About four years ago Martha participated in the V International Symposium of Sculpture held in Turkey and won the only prize awarded by the event with a work entitled "The Rider" (1,90 meters high), and in Istanbul she left the piece "The fourth part of the human body" (2,90 meters high). For the artist, "the most relevant of that experience was the possibility of working in large dimensions", something that was happening for the first and only time.
Camaguey owns the imprint of Martha Jimenez, thanks to several pieces and sculptural sets arranged there. Among the most longed for the artist is to perform a piece of more than 3 meters. It would be, he says, a gift for Camaguey that is for me "inspiration and oxygen".
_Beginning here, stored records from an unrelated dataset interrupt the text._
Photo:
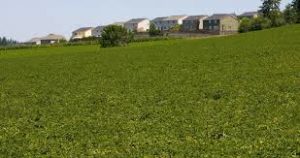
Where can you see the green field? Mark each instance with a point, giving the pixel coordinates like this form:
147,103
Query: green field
234,96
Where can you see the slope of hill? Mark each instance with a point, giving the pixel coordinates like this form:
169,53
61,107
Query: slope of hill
230,96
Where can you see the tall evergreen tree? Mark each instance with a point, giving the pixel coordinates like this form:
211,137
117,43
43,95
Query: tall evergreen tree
271,9
270,6
296,6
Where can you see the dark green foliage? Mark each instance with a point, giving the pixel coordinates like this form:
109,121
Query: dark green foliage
114,35
234,96
296,6
260,23
245,25
153,31
290,14
271,9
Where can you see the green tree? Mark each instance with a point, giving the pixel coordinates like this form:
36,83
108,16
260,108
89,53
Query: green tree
290,14
296,6
260,23
153,31
245,25
114,35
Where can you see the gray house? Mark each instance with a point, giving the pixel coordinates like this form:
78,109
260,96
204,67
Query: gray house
138,25
49,39
97,31
166,23
193,23
249,15
221,23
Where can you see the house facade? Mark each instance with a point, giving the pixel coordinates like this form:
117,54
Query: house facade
221,23
250,15
166,23
81,33
97,31
193,23
52,38
138,25
49,39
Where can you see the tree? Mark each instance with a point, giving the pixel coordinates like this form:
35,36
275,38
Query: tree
296,6
245,25
290,14
175,28
153,31
271,9
114,35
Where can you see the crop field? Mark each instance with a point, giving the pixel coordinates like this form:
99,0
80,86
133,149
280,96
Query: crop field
234,96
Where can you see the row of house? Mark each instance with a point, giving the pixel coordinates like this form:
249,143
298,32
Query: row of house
216,23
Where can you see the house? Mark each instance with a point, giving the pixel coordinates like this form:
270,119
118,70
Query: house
137,25
166,23
49,39
97,31
34,41
221,23
119,24
250,15
158,22
52,38
193,23
83,32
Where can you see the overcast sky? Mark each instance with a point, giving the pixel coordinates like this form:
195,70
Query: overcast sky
24,19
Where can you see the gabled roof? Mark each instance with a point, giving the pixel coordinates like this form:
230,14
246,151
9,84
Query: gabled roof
83,29
221,16
249,13
175,17
159,19
196,17
137,20
53,37
118,23
99,27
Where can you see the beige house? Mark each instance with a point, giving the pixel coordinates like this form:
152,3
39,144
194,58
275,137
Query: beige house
166,23
249,15
49,39
193,23
221,23
82,33
137,25
97,31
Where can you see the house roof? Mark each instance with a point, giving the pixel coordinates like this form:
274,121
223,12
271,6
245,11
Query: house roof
53,37
195,17
175,17
221,16
83,29
48,37
159,19
118,23
249,13
33,40
138,20
99,27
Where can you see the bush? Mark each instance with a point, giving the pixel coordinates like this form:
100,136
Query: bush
114,35
260,23
245,25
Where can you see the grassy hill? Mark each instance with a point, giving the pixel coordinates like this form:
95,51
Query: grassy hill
219,97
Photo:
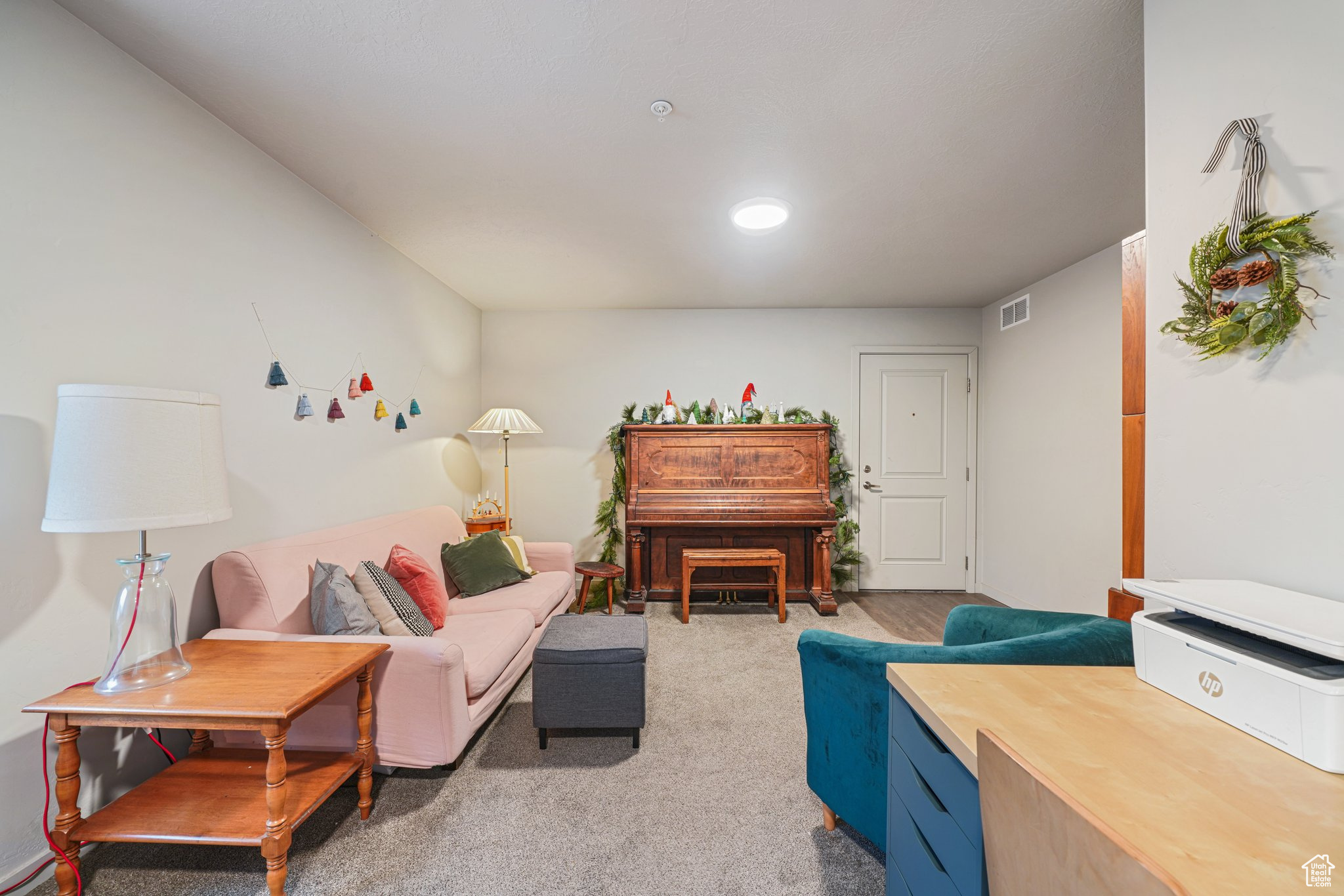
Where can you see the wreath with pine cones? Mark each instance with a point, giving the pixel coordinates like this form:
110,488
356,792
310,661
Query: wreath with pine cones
1213,320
The sculptress, painter, draftsman, engraver and ceramist Martha Jimenez, is among the creators who emerged in the first graduation of the School of Art Instructors, in 1971. From then on, she has developed an intense career recognized on multiple occasions. She won a prize at the Second International Biennial of Teapot Contemporary Art in Shanghai, China, and in 1997 she was awarded the Prize of the Union of Writers and Artists of Cuba, UNEAC, and since 1997 she holds the UNESCO Prize for Best Works; in 2005 she was awarded the UNEAC Prize, awarded by the Union of Writers and Artists of Cuba, for her Sculpture Project Plaza del Carmen, located in the emblematic site of the once Villa de Santa Maria del Puerto del Príncipe, now Camaguey.
Her works are in private collections in Germany, Argentina, Belgium, Canada, Colombia, Chile, China, Spain, the United States, France, Greece, Italy, Mexico, Peru, Dominican Republic, Sweden, and also in institutions such as the Museum of Colonial Art, Contemporary Artistic Ceramics and in the Collection of Art of Our America, Casa de las Americas in Havana; in the Madison City Hall Museum Collection in the United States; the Arts Museum at the Art and Craft Villa in Paris and the Museum of Fine Arts in Montreal, Canada, among others.